= Ida Krzyzanowski-Doxat =

Austrian opera singer (1867–1947)

Ida Krzyzanowski-Doxat (born Ida Doxat: 24 January 1867 – 8 March 1947) was an Austrian opera singer (soprano).

== Life ==
Ida Doxat was born at Senožeče (Carniola), a mountain village a short distance inland to the north-east of Trieste and Koper. At the time she was born the region was part of the Austro-Hungarian empire. Her father worked for the government as an imperial district commissioner. She was "discovered" (vocally) by the Viennese coloratura soprano, Marie Wilt.

Doxat took singing lessons from Luise Dustmann and then, in 1889, made her stage debut at Halle as Elisabeth in Tannhäuser. She worked during 1890 at the Stadttheater am Brausenwerth in Elberfeld, Wuppertal. Between 1891 and 1895 she was at the Leipzig Theatre, then moving on to the Stadttheater in Hamburg, where she stayed until 1898 or 1899. Her next transfer was to the Court Theatre at Weimar, where she was a member of the company for the next five years.

Ida Krzyzanowski-Doxat (as she became known, through her marriage during the later 1890s) was known as an exceptional Wagner interpreter. She was invited to the Münchener Mustervorstellungen (demonstration presentations) to give performances of Isolde and Senta, respectively in Tristan und Isolde and Der fliegende Holländer, and she participated as Brünhilde in at least one Dresden Wagner Cycle. Other career highlights included a series of 1904 guest appearances at the Vienna State Opera. She also appeared each year during mist of the 1890s in London where she took part in the annual Wagner Concerts. She continued to live at Weimar until 1939 despite having ceased to be a regular member of the company at the Court Theatre in 1904 or 1905 (sources differ). During the later part of her singing career she successfully advanced her reputation as a concert performer.

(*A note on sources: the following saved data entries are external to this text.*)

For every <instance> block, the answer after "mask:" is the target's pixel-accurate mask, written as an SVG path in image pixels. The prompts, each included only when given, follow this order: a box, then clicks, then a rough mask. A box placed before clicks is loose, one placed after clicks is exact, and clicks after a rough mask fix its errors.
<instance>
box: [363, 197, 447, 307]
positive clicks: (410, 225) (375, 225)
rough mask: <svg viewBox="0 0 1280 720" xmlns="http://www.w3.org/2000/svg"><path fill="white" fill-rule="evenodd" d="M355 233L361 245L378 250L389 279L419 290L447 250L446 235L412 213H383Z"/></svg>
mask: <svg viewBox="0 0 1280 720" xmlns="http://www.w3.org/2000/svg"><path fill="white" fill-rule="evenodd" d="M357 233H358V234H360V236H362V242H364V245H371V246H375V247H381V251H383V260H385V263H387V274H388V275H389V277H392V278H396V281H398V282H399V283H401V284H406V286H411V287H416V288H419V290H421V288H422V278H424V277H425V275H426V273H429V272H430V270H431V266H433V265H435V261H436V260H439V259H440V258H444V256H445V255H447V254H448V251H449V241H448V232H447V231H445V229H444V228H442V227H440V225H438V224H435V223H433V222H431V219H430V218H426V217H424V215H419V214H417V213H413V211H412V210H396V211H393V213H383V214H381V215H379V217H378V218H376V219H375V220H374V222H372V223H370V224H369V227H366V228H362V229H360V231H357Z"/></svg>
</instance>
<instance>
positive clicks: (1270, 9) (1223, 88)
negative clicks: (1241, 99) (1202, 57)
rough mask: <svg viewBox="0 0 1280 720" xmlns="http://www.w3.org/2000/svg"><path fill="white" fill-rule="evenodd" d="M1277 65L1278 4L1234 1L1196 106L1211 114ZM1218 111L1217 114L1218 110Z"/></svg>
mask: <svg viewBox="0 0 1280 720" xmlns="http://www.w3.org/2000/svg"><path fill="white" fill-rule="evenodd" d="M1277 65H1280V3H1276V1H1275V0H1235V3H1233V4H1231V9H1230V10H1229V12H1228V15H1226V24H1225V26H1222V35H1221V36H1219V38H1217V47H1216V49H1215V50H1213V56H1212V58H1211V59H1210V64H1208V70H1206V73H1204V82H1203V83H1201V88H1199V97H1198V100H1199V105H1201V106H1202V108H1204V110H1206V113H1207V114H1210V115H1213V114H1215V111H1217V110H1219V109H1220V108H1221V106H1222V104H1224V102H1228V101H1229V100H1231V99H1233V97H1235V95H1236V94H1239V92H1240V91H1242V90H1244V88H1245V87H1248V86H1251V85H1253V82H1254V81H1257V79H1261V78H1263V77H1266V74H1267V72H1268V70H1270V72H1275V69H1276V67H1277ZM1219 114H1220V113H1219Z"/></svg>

Critics of the time described her as an outstanding interpreter for productions calling for performances of high drama, with a particular depth of truthfulness and feeling, able to combine burning passion with formidable reserves of self control. Her consistently professional application of vocal technique won particular plaudits. Notwithstanding her reputation as a Wagner singer, she also made noteworthy appearances in the Meyerbeer operas popular at the time, along with leading soprano roles in Fidelio and Don Giovanni.

== Personal ==
Ida Doxat was married to the conductor Rudolf Krzyzanowski. Towards the end of the 1890s their careers overlapped at Hamburg and again at Weimar. The date of place of their marriage are unclear; but at least one source describes her as Krzyzanowski's wife as early as 1896.